Confrontado com a estimativa de consumo per capita de açúcar para 1836, 45,4 quilos (Tabela 8), os dados do século 20 sugerem importantes transformações.

Acredita-se que a evolução histórica da economia mineira e as conseqüências do processo de modernização tecnológica do setor canavieiro do Brasil determinaram a desestruturação das bases de padrão de consumo que perdurou mais ou menos inalterado até a passagem do século 19 para a centúria seguinte. No Oitocentos devem ter prevalecido níveis muito elevados de consumo de açúcares em Minas Gerais, determinados por abundante oferta e dieta alimentar limitada a produtos regionais. A redução do consumo no Novecentos resultou de descompasso entre o crescimento da produção e a expansão demográfica regional, bem como de mudanças na dieta alimentar, em grande medida resultante da expressão crescente do consumo de produtos importados de outros Estados. Incapaz de atender à demanda interna, a rapadura e o açúcar de engenho passaram a conviver, e depois a sofrer a concorrência da produção usineira regional e de outros Estados. Assim, o elevado consumo sugerido pelos dados de 1836 deve ser entendido a partir de perspectiva de longo prazo e, sobretudo, segundo os atributos fundamentais, e praticamente imutáveis, da produção canavieira tradicional de Minas.
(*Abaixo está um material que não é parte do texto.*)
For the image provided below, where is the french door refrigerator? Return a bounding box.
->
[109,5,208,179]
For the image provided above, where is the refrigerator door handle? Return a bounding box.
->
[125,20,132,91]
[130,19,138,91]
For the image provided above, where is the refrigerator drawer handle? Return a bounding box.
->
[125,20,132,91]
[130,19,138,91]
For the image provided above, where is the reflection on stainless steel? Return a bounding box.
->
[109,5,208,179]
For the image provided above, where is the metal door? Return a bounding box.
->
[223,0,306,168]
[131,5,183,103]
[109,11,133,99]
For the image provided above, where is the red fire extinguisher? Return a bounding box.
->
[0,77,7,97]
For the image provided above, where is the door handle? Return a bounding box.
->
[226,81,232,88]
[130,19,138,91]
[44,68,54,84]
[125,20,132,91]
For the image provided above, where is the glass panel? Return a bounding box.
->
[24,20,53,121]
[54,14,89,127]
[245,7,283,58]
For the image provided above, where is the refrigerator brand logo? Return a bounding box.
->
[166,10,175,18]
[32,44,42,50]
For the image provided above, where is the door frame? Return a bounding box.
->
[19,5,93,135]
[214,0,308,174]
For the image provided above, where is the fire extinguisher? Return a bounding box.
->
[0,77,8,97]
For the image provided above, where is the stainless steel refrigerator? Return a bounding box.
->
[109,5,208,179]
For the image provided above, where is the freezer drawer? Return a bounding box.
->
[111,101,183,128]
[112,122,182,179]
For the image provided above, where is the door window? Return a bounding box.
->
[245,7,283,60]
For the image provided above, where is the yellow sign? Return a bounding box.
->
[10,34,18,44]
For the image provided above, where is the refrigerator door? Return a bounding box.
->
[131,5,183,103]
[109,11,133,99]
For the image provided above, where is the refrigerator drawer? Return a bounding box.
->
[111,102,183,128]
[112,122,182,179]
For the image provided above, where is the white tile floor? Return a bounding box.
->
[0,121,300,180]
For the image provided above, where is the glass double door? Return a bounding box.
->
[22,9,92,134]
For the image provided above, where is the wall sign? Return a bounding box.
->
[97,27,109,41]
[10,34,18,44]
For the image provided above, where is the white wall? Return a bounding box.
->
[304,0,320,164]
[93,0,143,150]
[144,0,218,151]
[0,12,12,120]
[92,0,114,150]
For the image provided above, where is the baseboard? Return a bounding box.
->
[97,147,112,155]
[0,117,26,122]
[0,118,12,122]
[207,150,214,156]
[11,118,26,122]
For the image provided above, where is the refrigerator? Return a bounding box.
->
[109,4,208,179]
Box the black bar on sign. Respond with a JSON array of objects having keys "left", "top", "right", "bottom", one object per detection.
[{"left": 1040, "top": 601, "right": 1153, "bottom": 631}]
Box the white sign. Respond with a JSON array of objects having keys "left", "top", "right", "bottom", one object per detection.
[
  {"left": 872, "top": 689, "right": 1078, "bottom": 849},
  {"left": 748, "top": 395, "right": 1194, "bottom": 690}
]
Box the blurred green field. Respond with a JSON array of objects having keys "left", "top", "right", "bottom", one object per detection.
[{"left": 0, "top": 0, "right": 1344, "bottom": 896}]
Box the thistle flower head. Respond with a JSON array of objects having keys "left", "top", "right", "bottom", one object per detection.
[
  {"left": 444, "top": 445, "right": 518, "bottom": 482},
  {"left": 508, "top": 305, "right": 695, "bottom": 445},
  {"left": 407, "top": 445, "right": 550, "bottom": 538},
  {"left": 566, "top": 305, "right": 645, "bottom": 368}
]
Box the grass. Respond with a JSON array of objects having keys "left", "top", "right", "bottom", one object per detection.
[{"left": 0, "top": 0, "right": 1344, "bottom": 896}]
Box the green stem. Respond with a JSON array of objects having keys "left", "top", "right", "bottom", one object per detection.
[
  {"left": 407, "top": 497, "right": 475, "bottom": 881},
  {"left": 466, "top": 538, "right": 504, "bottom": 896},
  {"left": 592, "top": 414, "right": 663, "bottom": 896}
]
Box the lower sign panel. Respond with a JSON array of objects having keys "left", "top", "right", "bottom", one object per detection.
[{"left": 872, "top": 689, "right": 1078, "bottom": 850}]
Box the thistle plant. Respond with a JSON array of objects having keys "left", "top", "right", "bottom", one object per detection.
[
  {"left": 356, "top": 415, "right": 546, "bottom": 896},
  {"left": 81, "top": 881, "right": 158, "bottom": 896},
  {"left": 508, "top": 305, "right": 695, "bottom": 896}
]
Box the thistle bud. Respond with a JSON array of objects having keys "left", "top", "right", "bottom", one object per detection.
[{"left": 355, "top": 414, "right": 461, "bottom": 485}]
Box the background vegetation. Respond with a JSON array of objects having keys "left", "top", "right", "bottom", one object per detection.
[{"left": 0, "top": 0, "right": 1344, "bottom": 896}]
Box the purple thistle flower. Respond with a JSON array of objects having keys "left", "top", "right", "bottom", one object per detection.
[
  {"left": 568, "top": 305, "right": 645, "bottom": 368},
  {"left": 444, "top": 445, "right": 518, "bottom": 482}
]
Entretanto, o consumo de 45,4 quilos de açúcares de engenho por habitante estava bem aquém do que um século depois era entendido como o nível de consumo básico de açúcar.14 14 Em 1940, Luís Amaral, ao criticar a orientação do instituto do Açúcar e do Álcool ante o que considerava um falso problema - a suposta superprodução de açúcar das décadas de 1920-1930 - apresentou estimativa do que considerava o consumo per capita mínimo de açúcar : "Considerando-se que cada pessoa necessita de um mínimo de 50 kilos de assucar por anno, conclue-se que nunca houve superproducção de assucar no Brasil, mas, sim, formidável subconsumo" (AMARAL, 1940, p. 142-143). Depreende-se que a produção de Minas Gerais no século 19 atendia satisfatoriamente à necessidade de açúcar de sua população, e que a província apresentava níveis de consumo entendidos como pertinentes a sociedades de base urbano-industrial.

6 UM SÉCULO DE PROEMINÊNCIA DO ESPAÇO CANAVIEIRO DE MINAS GERAIS

Embora as estimativas refiram-se à década de 1830, existem evidências de que a posição de proeminência do espaço canavieiro de Minas Gerais tenha se constituído nos decênios anteriores. Salienta-se a histórica simetria entre crescimento demográfico e expansão da produção de derivados da cana (Ibidem, p. 22-111). No transcurso dos séculos 18 e 19, o mercado de Minas consumia quase exclusivamente a produção interna, assim como era inexpressiva a parcela da produção que se destinava a mercados externos. A desconcentração populacional e elevados custos dos transportes tendiam a esvaziar a importância das inovações técnicas sobre a produtividade e produção (Ibidem, p. 22-111). Assim, o ritmo de expansão do número de engenhos, da força de trabalho empregada e da produção caracterizava-se pela ausência de oscilações. Depreende-se que a proeminência do espaço canavieiro de Minas Gerais resultou de processo de crescimento regular e em perfeita consonância com as exigências do mercado interno da capitania, depois província. É provável que ulteriores investigações reúnam dados a sustentar que Minas possuía a mais importante economia canavieira do País bem antes da década de 1830.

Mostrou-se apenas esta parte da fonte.